June 7, 2007 — The Rutgers Equine Science Center recently released a report on the impact of the equine industry on New Jersey’s economy, on traditional agriculture and on the preservation of open space.
“The New Jersey Equine Industry, 2007” report is the result of 18 months of work led by the Equine Science Center, involving government agencies on the federal and state level and several equine-related organizations and private individuals. It is based on the first comprehensive study of the state horse industry since 1996 and comes at a time when interest in the horse industry and open space preservation is intense, says Karyn Malinowski, director of the Equine Science Center.
According to the report, 142,000 acres of farmland directly support horses and equine activities.
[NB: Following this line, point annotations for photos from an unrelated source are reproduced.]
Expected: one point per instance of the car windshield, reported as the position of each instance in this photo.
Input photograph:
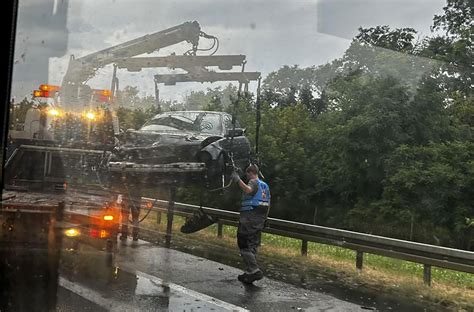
(201, 122)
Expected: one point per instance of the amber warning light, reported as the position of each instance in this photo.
(108, 218)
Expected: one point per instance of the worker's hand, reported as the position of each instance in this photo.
(235, 176)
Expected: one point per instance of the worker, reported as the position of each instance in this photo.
(130, 203)
(253, 214)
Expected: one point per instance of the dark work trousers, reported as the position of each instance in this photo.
(131, 204)
(251, 224)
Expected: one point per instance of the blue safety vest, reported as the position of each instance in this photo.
(261, 198)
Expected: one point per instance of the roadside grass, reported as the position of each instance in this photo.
(449, 288)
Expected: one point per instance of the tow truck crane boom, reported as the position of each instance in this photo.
(82, 69)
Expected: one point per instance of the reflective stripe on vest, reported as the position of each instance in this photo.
(261, 197)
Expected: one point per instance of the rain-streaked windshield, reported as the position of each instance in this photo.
(237, 155)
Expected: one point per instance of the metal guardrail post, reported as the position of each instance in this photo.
(169, 225)
(304, 247)
(427, 274)
(359, 260)
(429, 255)
(219, 229)
(158, 217)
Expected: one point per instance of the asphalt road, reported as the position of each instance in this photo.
(144, 277)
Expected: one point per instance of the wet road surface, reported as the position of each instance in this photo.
(146, 277)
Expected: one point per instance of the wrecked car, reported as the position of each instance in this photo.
(184, 142)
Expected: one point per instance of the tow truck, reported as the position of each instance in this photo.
(76, 136)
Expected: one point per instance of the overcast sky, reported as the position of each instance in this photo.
(271, 33)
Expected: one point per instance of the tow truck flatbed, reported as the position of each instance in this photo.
(82, 217)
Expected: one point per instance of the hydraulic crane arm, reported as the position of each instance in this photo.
(82, 69)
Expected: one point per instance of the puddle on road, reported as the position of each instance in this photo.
(309, 279)
(116, 289)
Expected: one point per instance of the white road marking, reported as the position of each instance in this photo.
(113, 305)
(192, 293)
(94, 296)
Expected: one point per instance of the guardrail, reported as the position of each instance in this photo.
(428, 255)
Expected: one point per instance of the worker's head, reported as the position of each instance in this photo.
(252, 172)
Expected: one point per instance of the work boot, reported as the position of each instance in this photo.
(250, 278)
(197, 222)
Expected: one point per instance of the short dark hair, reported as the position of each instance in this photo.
(252, 169)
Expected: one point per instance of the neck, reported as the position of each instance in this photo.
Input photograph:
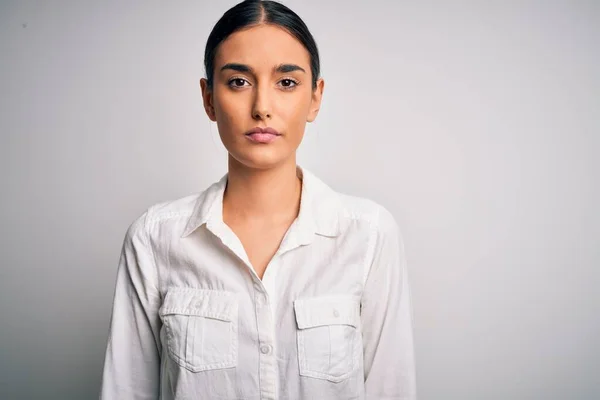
(269, 196)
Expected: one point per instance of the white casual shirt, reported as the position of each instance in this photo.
(331, 318)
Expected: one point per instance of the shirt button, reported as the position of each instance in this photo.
(260, 300)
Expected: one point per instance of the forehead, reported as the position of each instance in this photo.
(262, 46)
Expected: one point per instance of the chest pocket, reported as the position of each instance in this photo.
(201, 328)
(328, 336)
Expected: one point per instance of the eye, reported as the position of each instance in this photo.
(237, 82)
(288, 83)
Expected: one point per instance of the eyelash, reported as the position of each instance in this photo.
(294, 81)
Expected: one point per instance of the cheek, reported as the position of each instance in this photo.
(295, 110)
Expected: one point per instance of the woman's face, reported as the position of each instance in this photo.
(262, 78)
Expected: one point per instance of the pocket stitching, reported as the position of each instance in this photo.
(168, 313)
(353, 360)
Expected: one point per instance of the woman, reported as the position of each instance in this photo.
(268, 284)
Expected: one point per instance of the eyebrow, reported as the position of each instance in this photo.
(282, 68)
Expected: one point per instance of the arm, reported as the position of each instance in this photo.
(132, 361)
(386, 314)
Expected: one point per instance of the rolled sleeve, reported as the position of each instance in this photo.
(132, 360)
(386, 314)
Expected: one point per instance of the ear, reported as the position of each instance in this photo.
(207, 98)
(315, 104)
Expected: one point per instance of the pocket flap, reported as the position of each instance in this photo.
(327, 310)
(216, 304)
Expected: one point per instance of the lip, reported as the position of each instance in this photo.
(262, 135)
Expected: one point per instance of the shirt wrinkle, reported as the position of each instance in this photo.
(331, 318)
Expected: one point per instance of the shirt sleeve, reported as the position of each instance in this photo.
(132, 360)
(386, 315)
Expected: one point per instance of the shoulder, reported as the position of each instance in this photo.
(367, 211)
(169, 213)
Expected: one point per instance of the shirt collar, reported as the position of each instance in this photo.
(319, 208)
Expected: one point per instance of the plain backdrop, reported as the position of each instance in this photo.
(477, 123)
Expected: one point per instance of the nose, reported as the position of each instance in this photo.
(261, 108)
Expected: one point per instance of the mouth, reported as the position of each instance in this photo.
(262, 135)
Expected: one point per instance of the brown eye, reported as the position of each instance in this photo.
(288, 83)
(237, 82)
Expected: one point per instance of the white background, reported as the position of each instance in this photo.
(475, 122)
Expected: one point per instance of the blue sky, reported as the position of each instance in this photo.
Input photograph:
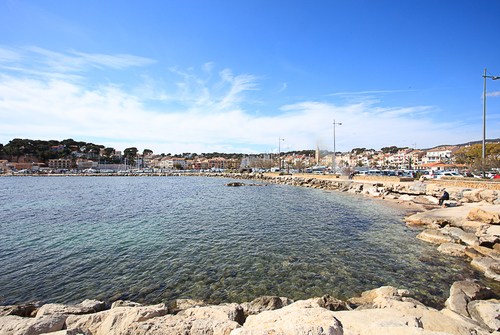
(234, 76)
That’s nearly equivalent to the land areas of Cape May, Mercer, Camden and Bergen counties, and considerably larger than Essex, Union, Hudson and Passaic counties.
Horse and horse-related operations, dubbed “working agricultural landscape,” compare favorably to other types of open space, such as federal recreation areas (109,700 acres), federal forest and wildlife acres (112,400), state and local land trust acres (213,000) and overall Green Acres land (600,000).
“The best part is that these equine and equine-related acres not only cost taxpayers nothing to support, but their activities actually generate an estimated $160 million annually in federal, state and local taxes,” says Malinowski. “This is a win-win for the people of New Jersey.”
The study shows that the equine industry has a strong positive impact on the economy as well. It generates an impact of $1.1 billion annually and nearly 13,000 jobs. The top expenditures by equine operations and owners are equipment purchases and depreciation ($40 million), capital improvements ($34 million), horse health costs ($32 million), training fees ($31 million), boarding ($30 million), feed and supplements ($23 million) and hay and forage ($22 million).
There are 42,500 equine animals located on 7,200 operations in the state, and they are found in every county. Hunterdon County, with 1,100 operations, and Monmouth County, with 960, are the leading horse communities, followed by Burlington, Sussex, Salem and Warren counties.
Horse farms are springing up where other forms of agriculture once operated. For example, 24 percent of current horse operations used to be cattle, dairy or poultry farms, and 11 percent once grew field crops. Two percent were in vegetables and fruit, and 18 percent once engaged in other traditional agriculture.
“In terms of the ‘big picture,’ the horse industry is comparable to such other widely recognized sectors as golf courses, landscaping, biotechnology, marine fisheries and aquaculture and many others,” says Malinowski.
“The New Jersey Equine Industry, 2007” is based on a study conducted by the National Agricultural Statistics Service, the statistical agency of the U.S. Department of Agriculture and economic analysis conducted by Rutgers faculty and staff.
Sponsors of the study included the New Jersey Department of Agriculture and its Equine Advisory Board and Sire Stakes units, the New Jersey Sports and Exposition Authority, the Standardbred Breeders and Owners Association of New Jersey, the Thoroughbred Breeders’ Association of New Jersey and several private individuals.
A downloadable copy of the study report can be found on the Equine Science Center website at www.esc.rutgers.edu.